Never touch the hot tip — always place the iron back in its stand.
Pay attention to polarity: LEDs have a + and – (long leg = positive).
Takeaway: You’ll make something permanent you can be proud of — your very first step into real electronics!
About the module:
A red laser module produces a focused beam of light (around 650 nm). Inside the small cylinder is a diode, a driver circuit, and a lens. These are the same modules used in laser pointers, alignment tools, and fun DIY projects.
What you’ll do:
Make an AA battery pack to power the module.
Learn to strip and crimp wires so your header fits properly.
Test your pack with an LED before using it on the laser.
Key safety rules:
Never look directly into the beam — even low-power lasers can damage eyes.
Don’t point at mirrors or shiny surfaces (reflections can be just as dangerous).
Never aim at people, animals, or aircraft.
Try running your “trip wire” beam around a corner for extra fun.
Now we’ll combine coding with hardware using the Raspberry Pi Pico.
What you’ll do:
Insert the laser detection module into GP2.
Add a buzzer to GP19.
Explore the MicroPython code that turns the Pico into a trip-wire alarm.
See how the code “watches” the laser beam, ignores glitches, and sounds the buzzer if the beam is broken.
Key notes for Scouts:
Breadboards have rows (connected across) and rails (+ and –).
Match red rails to 3.3V and blue/black rails to GND.
Resistors can face either way, but LEDs must go the right way (long leg = +).
We are using 1s and 0s: HIGH/LOW signals.
The code uses if statements: if laser seen → LED ON, buzzer OFF.
Takeaway: You’ll see how hardware and software work together to build a real security system.
Electronics isn’t just about lasers — everyday switches and sensors are just as powerful.
What you’ll do:
Use the Pico to experiment with digital inputs on GP2 and outputs on GP19.
Try different triggers:
Reed switch (magnet-controlled)
(Optional) PIR motion sensor
Use these to turn LEDs and buzzers on and off.
Key notes for Scouts:
Switches are just doors for electricity: closed = ON, open = OFF.

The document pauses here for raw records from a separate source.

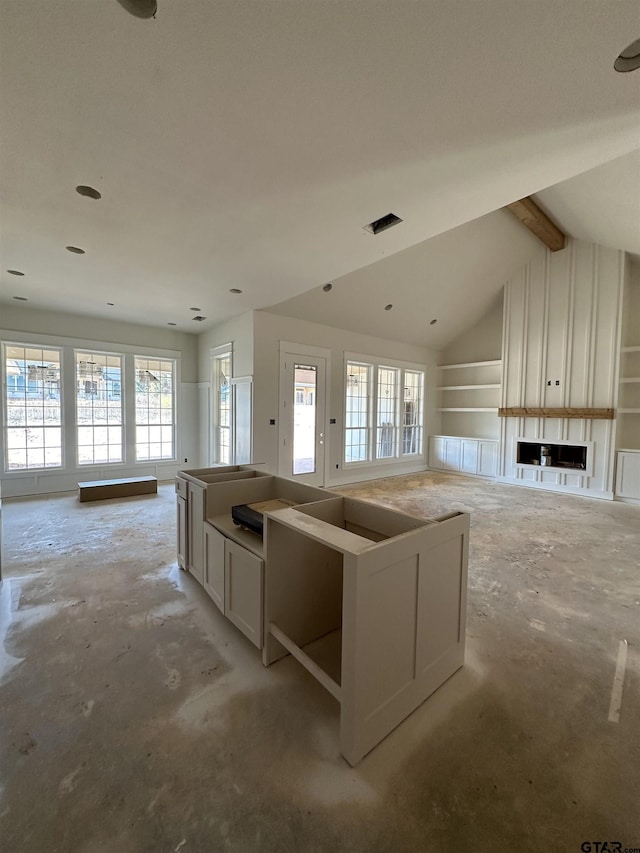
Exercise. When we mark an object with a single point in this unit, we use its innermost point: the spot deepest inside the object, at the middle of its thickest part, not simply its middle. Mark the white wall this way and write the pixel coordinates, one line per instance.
(269, 330)
(30, 325)
(562, 320)
(237, 331)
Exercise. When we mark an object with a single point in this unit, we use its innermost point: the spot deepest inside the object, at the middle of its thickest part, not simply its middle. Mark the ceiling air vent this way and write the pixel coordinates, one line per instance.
(383, 223)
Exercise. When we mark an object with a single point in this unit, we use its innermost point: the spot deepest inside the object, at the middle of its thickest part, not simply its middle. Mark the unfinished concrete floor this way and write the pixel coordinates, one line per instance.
(135, 718)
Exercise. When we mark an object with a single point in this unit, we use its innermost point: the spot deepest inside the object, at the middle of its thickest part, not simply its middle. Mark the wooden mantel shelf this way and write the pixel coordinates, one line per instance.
(584, 414)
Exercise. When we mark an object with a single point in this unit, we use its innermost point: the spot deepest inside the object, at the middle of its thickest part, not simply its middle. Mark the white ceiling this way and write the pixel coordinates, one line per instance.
(245, 144)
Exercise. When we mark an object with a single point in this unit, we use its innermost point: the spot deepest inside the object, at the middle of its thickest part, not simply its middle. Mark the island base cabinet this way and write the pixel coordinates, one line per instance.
(214, 565)
(243, 583)
(181, 526)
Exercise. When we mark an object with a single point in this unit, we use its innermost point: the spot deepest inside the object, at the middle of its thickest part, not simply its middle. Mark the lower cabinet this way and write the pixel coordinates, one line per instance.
(464, 455)
(214, 564)
(234, 578)
(628, 474)
(181, 525)
(243, 581)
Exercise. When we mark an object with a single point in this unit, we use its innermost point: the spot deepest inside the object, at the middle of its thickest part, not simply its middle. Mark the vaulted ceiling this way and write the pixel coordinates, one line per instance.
(245, 144)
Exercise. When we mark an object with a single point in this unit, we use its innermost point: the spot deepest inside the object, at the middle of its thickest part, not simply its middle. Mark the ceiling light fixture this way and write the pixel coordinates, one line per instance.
(88, 192)
(140, 8)
(629, 58)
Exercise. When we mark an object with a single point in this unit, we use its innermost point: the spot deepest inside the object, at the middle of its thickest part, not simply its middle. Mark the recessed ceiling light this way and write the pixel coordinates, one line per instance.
(629, 58)
(88, 192)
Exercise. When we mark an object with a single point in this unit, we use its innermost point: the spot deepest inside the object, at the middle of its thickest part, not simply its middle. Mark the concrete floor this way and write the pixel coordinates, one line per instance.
(135, 718)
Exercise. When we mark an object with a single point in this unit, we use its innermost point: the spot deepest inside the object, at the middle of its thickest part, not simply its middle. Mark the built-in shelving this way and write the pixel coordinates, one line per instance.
(470, 402)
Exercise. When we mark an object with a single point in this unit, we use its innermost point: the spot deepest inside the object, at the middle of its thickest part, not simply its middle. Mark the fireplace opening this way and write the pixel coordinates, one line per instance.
(550, 455)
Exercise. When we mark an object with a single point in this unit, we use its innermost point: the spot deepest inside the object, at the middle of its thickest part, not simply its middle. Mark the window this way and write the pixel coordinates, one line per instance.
(394, 397)
(387, 409)
(98, 407)
(357, 428)
(413, 412)
(155, 407)
(221, 365)
(33, 409)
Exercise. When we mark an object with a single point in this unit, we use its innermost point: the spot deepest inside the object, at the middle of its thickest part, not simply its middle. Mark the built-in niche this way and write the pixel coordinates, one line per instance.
(555, 455)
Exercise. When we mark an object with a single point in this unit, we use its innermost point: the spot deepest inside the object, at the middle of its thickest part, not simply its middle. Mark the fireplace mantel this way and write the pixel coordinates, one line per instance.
(582, 414)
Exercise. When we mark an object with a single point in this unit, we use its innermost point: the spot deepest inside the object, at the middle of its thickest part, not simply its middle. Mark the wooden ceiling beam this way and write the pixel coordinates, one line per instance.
(528, 212)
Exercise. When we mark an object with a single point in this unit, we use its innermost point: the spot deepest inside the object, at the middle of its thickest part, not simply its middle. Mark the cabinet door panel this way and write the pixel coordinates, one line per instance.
(214, 565)
(243, 580)
(436, 452)
(181, 531)
(488, 458)
(469, 462)
(452, 454)
(195, 522)
(628, 475)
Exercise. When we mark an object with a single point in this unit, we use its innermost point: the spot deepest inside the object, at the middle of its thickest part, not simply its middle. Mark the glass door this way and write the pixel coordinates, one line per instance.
(302, 419)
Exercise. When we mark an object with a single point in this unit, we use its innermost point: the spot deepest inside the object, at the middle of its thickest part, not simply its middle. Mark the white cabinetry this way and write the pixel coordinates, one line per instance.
(628, 474)
(464, 455)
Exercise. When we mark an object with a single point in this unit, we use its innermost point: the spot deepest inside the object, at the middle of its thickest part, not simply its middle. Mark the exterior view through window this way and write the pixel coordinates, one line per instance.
(33, 408)
(384, 412)
(98, 407)
(154, 408)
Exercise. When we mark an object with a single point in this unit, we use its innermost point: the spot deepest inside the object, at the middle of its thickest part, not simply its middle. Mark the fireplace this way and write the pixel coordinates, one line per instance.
(554, 455)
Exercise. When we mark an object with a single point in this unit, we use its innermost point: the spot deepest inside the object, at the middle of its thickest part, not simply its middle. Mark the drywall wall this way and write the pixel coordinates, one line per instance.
(269, 330)
(561, 343)
(30, 325)
(482, 341)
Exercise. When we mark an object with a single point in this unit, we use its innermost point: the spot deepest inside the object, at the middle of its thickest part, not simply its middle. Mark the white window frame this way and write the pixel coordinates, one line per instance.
(216, 355)
(375, 363)
(122, 424)
(67, 347)
(30, 470)
(174, 372)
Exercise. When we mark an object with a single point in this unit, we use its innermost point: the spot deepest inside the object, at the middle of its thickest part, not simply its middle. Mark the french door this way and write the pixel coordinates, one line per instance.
(302, 416)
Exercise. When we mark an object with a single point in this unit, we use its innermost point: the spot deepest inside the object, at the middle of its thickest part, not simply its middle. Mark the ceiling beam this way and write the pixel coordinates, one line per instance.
(528, 212)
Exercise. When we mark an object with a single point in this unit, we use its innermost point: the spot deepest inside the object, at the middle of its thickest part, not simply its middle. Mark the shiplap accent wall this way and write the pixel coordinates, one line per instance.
(562, 322)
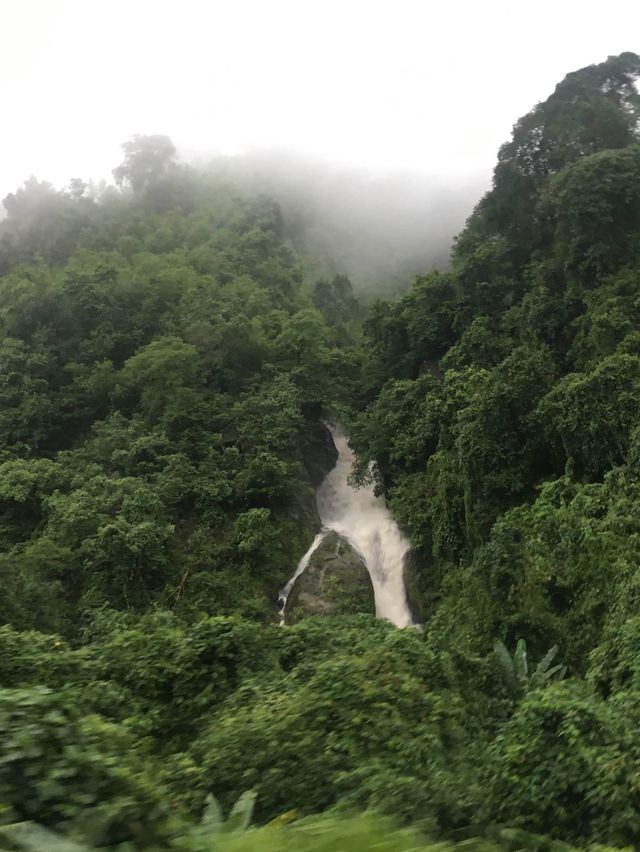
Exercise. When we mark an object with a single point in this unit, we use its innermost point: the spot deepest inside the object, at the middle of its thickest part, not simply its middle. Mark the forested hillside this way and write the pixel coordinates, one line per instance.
(164, 369)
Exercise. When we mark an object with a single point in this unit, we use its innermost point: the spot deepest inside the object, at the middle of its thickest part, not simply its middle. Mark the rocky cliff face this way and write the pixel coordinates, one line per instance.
(336, 581)
(318, 451)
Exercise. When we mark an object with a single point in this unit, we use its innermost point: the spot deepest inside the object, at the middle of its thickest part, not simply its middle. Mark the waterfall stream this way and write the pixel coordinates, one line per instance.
(365, 522)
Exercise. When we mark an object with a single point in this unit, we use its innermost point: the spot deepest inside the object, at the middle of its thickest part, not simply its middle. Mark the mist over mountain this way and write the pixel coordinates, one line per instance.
(380, 229)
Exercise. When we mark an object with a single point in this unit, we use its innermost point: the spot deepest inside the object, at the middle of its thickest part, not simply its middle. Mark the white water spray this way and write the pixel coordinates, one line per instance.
(364, 521)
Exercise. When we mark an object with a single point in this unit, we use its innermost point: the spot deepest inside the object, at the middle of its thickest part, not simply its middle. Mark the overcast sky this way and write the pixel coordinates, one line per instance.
(381, 84)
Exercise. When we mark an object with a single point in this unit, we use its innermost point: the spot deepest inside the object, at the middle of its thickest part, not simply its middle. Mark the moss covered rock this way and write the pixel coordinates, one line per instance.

With a pull-up resistor, the Pico keeps an input HIGH until a switch pulls it LOW.
Tilt and reed switches make it playful — shake, tilt, or use a magnet to trigger your circuit.
Takeaway: You’ll learn how real-world actions — pressing a button, tilting a sensor, or waving a magnet — become digital signals the Pico can understand.
Safety first: hot irons, sharp wire ends, and even low-voltage electricity need care.
Check polarity: LEDs, buzzers, and sensors usually have + and –.
Don’t panic: if it doesn’t work, it’s usually just a small wiring error.
Experiment! Try swapping one sensor for another while keeping the same code — you’ll see how all digital inputs are just “yes/no” signals to the Pico.
$ python3 main.py
# ------------------------------------------------------------
# Laser “seen/not seen” detector with simple software filtering
# Target: MicroPython (e.g., Raspberry Pi Pico)
#
# What it does:
# - Watches a digital input from a laser receiver module.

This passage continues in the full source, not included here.